RE: [RFC/RFT][PATCH v6] cpuidle: New timer events oriented governor for tickless systems
From: Doug Smythies
Date: Wed Nov 28 2018 - 18:20:21 EST
On 2018.11.23 02:36 Rafael J. Wysocki wrote:
v5 -> v6:
* Avoid applying poll_time_limit to non-polling idle states by mistake.
* Use idle duration measured by the governor for everything (as it likely is
more accurate than the one measured by the core).
-- above missing-- (see follow up e-mail from Rafael)
* Rename SPIKE to PULSE.
* Do not run pattern detection upfront. Instead, use recent idle duration
values to refine the state selection after finding a candidate idle state.
* Do not use the expected idle duration as an extra latency constraint
(exit latency is less than the target residency for all of the idle states
known to me anyway, so this doesn't change anything in practice).
Hi Rafael,
I did some minimal testing on teov6, using kernel 4.20-rc3 as my baseline
reference kernel.
Test 1: Phoronix bdench test, all options: 1, 6, 12, 48, 128, 256 clients.
Note: because it uses the disk, the dbench test is somewhat non-repeatable.
However, if particular attention is paid to not doing anything else with
the disk between tests, then it seems to be repeatable to within about 6%.
Anyway no significant difference observed between kernel 4.20-rc3 and the
same with the teov6 patch.
Test 2: Pipe test, non cross core. (And idle state 0 test, really)
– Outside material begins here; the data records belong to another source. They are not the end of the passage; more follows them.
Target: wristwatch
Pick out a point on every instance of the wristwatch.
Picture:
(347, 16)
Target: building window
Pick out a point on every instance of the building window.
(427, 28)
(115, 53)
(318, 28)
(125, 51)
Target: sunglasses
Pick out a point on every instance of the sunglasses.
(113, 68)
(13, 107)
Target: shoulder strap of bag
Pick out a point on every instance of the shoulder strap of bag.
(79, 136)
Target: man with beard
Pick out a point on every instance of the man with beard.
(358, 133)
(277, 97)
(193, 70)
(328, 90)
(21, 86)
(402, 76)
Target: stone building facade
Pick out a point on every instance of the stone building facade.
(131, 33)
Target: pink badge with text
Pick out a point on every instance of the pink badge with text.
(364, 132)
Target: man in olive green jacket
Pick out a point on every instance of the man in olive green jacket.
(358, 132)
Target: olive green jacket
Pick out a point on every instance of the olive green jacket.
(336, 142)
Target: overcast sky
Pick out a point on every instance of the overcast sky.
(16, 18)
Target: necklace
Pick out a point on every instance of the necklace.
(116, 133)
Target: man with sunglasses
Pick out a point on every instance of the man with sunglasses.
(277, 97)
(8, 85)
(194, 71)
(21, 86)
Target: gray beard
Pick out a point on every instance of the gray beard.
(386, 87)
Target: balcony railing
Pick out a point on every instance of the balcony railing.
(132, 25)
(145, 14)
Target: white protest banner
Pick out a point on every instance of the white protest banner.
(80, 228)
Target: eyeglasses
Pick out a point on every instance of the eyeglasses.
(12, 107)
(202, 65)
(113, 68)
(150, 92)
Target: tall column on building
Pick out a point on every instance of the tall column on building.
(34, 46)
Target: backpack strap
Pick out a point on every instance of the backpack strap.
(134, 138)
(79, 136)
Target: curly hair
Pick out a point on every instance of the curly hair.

I ran 4 pipe tests, 1 for each of my 4 cores, @2 CPUs per core.
Thus, pretty much only idle state 0 was ever used.
Processor package power was similar for both kernels.
teov6 entered/exited idle state 0 about 60,984 times/second/cpu.
-rc3 entered/exited idle state 0 about 62,806 times/second/cpu.
There was a difference in percentage time spent in idle state 0,
with kernel 4.20-rc3 spending 0.2441% in idle state 0 verses
teov6 at 0.0641%.
For throughput, teov6 was 1.4% faster.
Test 3: was an attempt to sweep through a preference for
all idle states.
40 threads were launched with nothing to do except sleep
for a variable duration of 1 to 500 uSec, each step was
run for 1 minute. With 1 minute idle before the test and a few
minutes idle after, the total test duration was about 505 minutes.
Recall that when one asks for a short sleep of 1 uSec, they actually
get about 50 uSec, due to overheads. So I use 40 threads in an attempt
to get the average time between wakeup events per CPU down somewhat.
The results are here:
http://fast.smythies.com/linux-pm/k420/k420-pn-sweep-teo6-2.htm
I might try to get some histogram information at a later date.